简体   繁体   English

通用列表并发访问 - 在存储数据时清除列表的一部分

[英]Generic list concurrent access - clear part of list while data is getting stored

I have a generic List<T> in which live streaming data coming from web socket is getting stored.我有一个通用的List<T> ,其中存储了来自网络套接字的实时流数据。 I want to store the data from the generic list to the database and clear the list so that fresh streaming data can be stored without filling my machine's memory.我想将通用列表中的数据存储到数据库并清除列表,以便可以存储新的流数据而不会填满我的机器内存。

If I enumerate over the list to send data to database I am getting exception, since data is getting added to the list while I try to enumerate or clear the list.如果我枚举列表以将数据发送到数据库,我会遇到异常,因为在我尝试枚举或清除列表时数据正在添加到列表中。 If I apply the lock on the list, streaming data will pause and that's not allowed.如果我在列表上应用锁定,流数据将暂停,这是不允许的。

Please suggest how can I solve this problem.请建议我如何解决这个问题。
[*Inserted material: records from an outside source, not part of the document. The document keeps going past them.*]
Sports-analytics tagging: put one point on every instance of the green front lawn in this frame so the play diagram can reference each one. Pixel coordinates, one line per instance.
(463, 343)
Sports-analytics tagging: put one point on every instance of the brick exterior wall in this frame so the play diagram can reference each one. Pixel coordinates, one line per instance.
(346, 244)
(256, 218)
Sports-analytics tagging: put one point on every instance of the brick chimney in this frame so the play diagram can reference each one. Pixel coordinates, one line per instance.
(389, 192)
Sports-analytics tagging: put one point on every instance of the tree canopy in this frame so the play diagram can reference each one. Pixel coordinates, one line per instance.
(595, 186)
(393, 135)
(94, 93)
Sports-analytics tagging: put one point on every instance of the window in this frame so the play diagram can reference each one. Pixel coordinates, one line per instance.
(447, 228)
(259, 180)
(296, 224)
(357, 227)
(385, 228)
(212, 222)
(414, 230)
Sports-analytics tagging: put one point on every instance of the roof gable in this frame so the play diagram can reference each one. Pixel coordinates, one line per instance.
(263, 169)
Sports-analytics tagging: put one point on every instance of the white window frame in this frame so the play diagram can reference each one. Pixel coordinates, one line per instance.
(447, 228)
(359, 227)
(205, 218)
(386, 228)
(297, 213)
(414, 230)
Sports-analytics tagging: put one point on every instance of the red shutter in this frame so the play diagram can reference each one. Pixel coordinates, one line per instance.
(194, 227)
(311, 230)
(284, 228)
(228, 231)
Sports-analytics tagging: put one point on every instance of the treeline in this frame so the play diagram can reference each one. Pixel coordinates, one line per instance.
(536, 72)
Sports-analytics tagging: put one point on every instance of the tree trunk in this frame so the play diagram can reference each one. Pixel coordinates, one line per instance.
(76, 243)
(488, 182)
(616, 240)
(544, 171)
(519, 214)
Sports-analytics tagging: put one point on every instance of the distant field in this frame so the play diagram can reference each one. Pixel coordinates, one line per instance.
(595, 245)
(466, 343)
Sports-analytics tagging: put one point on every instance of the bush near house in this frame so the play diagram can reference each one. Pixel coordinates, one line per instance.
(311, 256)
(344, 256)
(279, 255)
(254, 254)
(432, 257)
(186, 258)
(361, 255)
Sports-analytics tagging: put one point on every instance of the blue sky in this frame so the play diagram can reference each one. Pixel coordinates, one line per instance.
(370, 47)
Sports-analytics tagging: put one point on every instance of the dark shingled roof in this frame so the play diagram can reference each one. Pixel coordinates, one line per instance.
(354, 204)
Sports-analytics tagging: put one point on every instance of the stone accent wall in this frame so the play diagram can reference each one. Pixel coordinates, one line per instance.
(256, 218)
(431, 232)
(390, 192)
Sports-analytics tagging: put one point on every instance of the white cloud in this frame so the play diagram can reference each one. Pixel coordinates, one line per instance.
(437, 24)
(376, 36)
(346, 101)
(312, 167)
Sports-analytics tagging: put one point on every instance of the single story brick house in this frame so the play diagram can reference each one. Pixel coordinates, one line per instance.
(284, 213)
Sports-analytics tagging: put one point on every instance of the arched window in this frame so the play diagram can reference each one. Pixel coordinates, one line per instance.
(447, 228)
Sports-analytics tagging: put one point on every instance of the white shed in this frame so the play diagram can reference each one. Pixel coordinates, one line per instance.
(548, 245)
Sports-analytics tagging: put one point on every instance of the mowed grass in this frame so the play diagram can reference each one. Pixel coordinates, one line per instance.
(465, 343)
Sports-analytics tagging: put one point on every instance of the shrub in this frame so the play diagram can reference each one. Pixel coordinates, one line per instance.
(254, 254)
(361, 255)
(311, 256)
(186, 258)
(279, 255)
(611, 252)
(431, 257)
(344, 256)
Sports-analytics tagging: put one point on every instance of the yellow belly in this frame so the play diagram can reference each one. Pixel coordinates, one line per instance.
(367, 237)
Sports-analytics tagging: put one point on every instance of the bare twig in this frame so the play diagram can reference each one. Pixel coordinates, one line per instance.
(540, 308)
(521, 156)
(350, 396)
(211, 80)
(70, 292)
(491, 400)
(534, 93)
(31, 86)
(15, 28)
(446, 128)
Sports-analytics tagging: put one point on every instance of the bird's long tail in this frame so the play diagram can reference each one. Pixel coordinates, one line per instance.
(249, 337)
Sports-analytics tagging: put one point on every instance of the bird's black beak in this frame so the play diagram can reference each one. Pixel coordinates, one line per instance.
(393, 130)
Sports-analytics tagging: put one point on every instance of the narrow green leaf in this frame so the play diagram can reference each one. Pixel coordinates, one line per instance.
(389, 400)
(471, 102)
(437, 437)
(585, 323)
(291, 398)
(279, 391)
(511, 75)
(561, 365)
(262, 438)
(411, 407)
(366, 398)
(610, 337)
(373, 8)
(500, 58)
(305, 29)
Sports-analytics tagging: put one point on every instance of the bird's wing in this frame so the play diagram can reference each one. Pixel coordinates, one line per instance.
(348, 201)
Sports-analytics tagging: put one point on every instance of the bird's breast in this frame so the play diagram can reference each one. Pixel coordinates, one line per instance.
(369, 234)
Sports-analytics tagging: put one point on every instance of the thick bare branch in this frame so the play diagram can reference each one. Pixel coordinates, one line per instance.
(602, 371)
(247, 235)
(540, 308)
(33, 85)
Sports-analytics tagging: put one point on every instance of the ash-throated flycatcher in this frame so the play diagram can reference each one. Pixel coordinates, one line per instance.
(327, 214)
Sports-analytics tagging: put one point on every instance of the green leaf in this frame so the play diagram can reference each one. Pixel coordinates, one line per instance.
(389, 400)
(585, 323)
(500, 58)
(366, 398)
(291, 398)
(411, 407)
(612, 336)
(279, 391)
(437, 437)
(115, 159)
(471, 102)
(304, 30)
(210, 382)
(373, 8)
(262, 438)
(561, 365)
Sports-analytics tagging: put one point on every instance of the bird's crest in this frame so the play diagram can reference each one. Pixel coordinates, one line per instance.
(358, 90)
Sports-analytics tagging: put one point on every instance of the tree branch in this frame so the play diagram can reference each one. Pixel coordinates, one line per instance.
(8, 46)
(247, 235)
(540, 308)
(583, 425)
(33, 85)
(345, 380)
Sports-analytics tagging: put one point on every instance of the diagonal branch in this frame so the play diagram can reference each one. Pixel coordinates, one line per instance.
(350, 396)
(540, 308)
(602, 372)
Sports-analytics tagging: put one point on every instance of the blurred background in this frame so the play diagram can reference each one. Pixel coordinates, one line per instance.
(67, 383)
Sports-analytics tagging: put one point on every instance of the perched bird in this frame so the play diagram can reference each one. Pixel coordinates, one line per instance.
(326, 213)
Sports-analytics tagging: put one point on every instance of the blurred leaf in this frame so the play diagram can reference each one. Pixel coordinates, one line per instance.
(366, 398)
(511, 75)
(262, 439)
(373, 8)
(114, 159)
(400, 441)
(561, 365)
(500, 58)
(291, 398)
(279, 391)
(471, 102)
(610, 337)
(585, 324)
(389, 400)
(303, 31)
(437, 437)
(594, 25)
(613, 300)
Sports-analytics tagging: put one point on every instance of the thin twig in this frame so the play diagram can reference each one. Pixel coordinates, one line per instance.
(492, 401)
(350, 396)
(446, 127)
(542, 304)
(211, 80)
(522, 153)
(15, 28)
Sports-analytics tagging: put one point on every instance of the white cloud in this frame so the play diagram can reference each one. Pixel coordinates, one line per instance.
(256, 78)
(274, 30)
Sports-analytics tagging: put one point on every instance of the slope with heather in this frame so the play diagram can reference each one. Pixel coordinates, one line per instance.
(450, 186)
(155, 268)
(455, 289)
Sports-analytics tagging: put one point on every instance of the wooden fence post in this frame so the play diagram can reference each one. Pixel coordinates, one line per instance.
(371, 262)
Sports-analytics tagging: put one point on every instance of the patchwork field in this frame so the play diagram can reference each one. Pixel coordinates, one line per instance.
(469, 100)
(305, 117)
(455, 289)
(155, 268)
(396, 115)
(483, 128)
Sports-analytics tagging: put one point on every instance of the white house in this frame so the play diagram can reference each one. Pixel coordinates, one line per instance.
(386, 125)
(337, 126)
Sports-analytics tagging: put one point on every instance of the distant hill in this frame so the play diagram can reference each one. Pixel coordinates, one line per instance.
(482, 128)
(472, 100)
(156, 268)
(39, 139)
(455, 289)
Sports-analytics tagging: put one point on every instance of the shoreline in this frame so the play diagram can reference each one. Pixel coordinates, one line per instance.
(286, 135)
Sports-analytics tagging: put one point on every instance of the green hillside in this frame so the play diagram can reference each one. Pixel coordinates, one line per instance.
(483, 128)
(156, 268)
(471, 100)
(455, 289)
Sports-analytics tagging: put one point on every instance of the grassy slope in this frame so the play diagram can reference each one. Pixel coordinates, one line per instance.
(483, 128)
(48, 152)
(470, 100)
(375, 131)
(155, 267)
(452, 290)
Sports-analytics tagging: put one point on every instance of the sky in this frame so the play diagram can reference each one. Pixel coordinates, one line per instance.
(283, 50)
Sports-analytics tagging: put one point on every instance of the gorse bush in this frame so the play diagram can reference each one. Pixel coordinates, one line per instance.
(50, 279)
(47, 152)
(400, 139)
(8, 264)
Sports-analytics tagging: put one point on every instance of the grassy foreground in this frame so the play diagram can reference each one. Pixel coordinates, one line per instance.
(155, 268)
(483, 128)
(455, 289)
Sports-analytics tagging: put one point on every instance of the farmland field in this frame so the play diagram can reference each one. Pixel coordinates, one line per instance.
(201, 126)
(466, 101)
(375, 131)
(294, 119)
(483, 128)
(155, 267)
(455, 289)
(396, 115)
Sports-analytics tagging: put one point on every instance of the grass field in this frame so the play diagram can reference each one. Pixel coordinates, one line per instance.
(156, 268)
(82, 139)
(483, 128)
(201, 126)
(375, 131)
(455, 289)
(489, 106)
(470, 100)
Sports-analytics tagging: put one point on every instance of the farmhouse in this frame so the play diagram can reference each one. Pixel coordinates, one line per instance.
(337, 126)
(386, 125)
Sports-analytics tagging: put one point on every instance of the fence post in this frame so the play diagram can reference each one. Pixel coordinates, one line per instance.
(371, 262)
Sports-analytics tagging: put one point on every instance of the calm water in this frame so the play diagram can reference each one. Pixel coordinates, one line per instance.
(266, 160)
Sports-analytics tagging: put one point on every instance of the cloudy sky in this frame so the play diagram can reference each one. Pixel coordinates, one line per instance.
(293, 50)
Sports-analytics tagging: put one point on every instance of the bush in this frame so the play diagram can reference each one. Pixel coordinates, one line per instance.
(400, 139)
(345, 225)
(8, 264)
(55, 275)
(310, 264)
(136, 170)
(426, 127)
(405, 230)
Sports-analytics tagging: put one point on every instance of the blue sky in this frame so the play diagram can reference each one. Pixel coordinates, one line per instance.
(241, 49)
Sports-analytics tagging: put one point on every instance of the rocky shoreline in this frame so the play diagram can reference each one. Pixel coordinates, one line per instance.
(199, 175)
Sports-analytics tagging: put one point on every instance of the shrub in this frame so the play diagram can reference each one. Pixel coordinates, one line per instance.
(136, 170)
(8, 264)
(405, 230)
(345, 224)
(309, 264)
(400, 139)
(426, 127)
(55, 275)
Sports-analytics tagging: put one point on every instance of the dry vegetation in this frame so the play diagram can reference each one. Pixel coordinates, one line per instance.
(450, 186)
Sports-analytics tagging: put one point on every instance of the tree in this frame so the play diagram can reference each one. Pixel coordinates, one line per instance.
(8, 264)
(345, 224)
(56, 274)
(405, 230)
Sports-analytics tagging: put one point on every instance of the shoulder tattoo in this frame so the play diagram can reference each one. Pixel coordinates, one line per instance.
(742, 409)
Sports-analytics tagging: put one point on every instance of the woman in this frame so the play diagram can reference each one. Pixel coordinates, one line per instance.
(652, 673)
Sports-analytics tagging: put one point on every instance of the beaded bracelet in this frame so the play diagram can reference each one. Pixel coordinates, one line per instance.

Seems like a job for BatchBlock似乎是BatchBlock的工作

It is totally thread safe and is perfectly suited for data flows.它是完全线程安全的,非常适合数据流。 There are a lot of classes in the DataFlow.Net library, but the one that suits your situation is BatchBlock . DataFlow.Net 库中有很多类,但适合您情况的是BatchBlock

BatchBlock collects data until the size threshold is met. BatchBlock收集数据,直到达到大小阈值。 When it is met, the whole batch will be the result.遇之,则整批为结果。 You get the result in different ways like .Receive or ReceiveAll or their async counterparts.您可以通过不同的方式获得结果,例如.ReceiveReceiveAll或它们的异步方式。 Another way is to link the batch result to another block like ActionBlock which will asynchronously call the supplied Action every time the input is supplied to it from the source block(BatchBlock in this case), so basically every time the batch gets full it is sent to the ActionBlock.另一种方法是将批处理结果链接到另一个块,如ActionBlock ,每次从源块(在本例中为 BatchBlock)提供输入时,它将异步调用提供的Action ,因此基本上每次批处理满时都会发送到动作块。 ActionBlock can receive a parameter like MaxDegreeOfParallelism to avoid database lock or smth if you need that, but it will not block the BatchBlock in any way so no waiting on the client side, the batches will be simply placed in a queue(thread safe) for ActionBlock to execute. ActionBlock可以接收像MaxDegreeOfParallelism这样的参数来避免数据库锁定或 smth 如果你需要的话,但它不会以任何方式阻塞BatchBlock所以不需要在客户端等待,批次将简单地放在一个队列中(线程安全) ActionBlock执行的动作块。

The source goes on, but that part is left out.